Here’s what you need to know about this relatively common condition
Despite the name, color blindness isn’t a form of blindness at all but rather a deficiency in the way you see certain colors. For this reason, it’s also known as color vision deficiency (or Daltonism after scientist John Dalton who first recorded the condition in 1794). It’s a relatively common condition, affecting between 5 to 10 percent of the U.S population, with a heavy skew towards males. In fact, it affects around 8% of males and only around 0.5% of females.
Since its discovery in 1794, the understanding of what causes color blindness, how to test for it, and how to live with it have all made huge leaps. Here’s what you need to know about it.
What is color blindness?
In your eye (or retina) two types of cells detect light – rods and cones. Rods detect light and dark and cones detect color. It’s our cone cells that are responsible for the color information that gets passed onto our brains – normal cones equal normal color vision. Three types of cones detect color – red, green, and blue – and color blindness occurs when one or more of the cones is not working properly or is completely absent.
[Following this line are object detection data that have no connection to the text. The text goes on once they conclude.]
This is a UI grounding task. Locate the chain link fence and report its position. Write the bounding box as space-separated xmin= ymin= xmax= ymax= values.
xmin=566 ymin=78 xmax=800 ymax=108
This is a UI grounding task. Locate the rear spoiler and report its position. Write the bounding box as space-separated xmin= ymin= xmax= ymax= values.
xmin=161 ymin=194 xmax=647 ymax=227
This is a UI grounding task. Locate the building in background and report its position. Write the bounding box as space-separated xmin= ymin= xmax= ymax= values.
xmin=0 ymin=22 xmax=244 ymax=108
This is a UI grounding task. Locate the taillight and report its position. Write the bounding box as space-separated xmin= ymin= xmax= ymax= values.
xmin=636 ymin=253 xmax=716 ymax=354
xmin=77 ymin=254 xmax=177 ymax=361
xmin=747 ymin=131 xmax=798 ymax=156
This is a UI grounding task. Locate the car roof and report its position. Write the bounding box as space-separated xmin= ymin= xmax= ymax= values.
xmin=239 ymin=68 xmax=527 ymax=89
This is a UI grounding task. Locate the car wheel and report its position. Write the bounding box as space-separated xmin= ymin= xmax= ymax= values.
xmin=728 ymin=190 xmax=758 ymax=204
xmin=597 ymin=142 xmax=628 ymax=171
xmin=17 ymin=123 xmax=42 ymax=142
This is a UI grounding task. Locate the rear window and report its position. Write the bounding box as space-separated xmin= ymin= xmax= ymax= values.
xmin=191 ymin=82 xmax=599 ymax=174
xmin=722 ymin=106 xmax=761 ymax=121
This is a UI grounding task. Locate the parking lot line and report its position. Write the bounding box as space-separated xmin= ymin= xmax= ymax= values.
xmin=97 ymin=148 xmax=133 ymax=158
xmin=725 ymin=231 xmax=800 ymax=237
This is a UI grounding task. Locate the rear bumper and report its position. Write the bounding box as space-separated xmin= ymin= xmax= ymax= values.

Different types of color blindness
There are different degrees of color blindness caused by different cone issues, ranging from mild to severe. They are usually separated into three categories:
- Red-green color blindness – in this category, people will typically identify greens as having more of a red shade, or less commonly, red can look greener. For some people with red-green color deficiency, it’s impossible to distinguish between the two colors.
- Blue-yellow color blindness – blue and green are typically hard to differentiate, as are red and yellow.
- Complete color blindness – known as achromatopsia, complete color blindness is much rarer than partial deficiencies. For people with complete color blindness, everything appears gray, black, or white.
How is it caused?
Partial color blindness is usually a congenital condition, i.e. inherited from your parents. Red-green color blindness is typically passed from mother to son, and blue-yellow color blindness can be passed on by either parent. Genetics aside, color vision problems that happen later in life are usually a result of diseases that damage the optic nerve or retina, or toxic effects from drugs, trauma, or disease.
How to know if you’re color blind
Given the symptoms can be mild, it can often be difficult to diagnose partial color blindness early on. Parents can start to notice problems when kids are learning colors, but even then, it’s difficult to tell. If you suspect your child may be having issues, it’s best to speak to your doctor. In adults, special images called pseudoisochromatic plates are an easy way to perform an initial check. These images are colored dots with numbers embedded in them. People with normal vision will be able to identify the numbers, but those with deficiencies may not. Try a test here.
While there’s no cure for inherited color blindness, if you have a mild form, it shouldn’t significantly affect your daily life. Here are the current options for those who have inherited color deficiencies:
- Tinted glasses – specialized glasses are available to partially correct color deficiencies. While they don’t ‘cure’ color blindness or produce 100% color, tinted lenses allow sufferers to experience closer to normal vision.
- Contact lenses – working similarly to the glasses above, contact lenses are available to help correct vision.
- Use an app – there are numerous apps available that assist in naming colors, typically by using your phone’s camera function. People with color deficiencies can even use an app to show others what the world looks like to them.
- Learning to live with it – many people with a mild color deficiency simply learn to live with it using techniques and tools that become second nature. For example, they memorize the order of traffic lights from top to bottom or label clothing to match colors properly.
A livable challenge with a promising outlook
While color blindness is a lifelong challenge that can impact career choices, awareness and understanding have grown significantly over the years. Most people can adapt without too much trouble, and new technologies such as lenses, apps, and specialized glasses offer help. Research into the condition continues and gene therapy shows promise as a cure. The future is far from bleak for sufferers of color deficiency – it may just become a whole lot more colorful.
If you think you have a problem with color vision, speak to your eye doctor.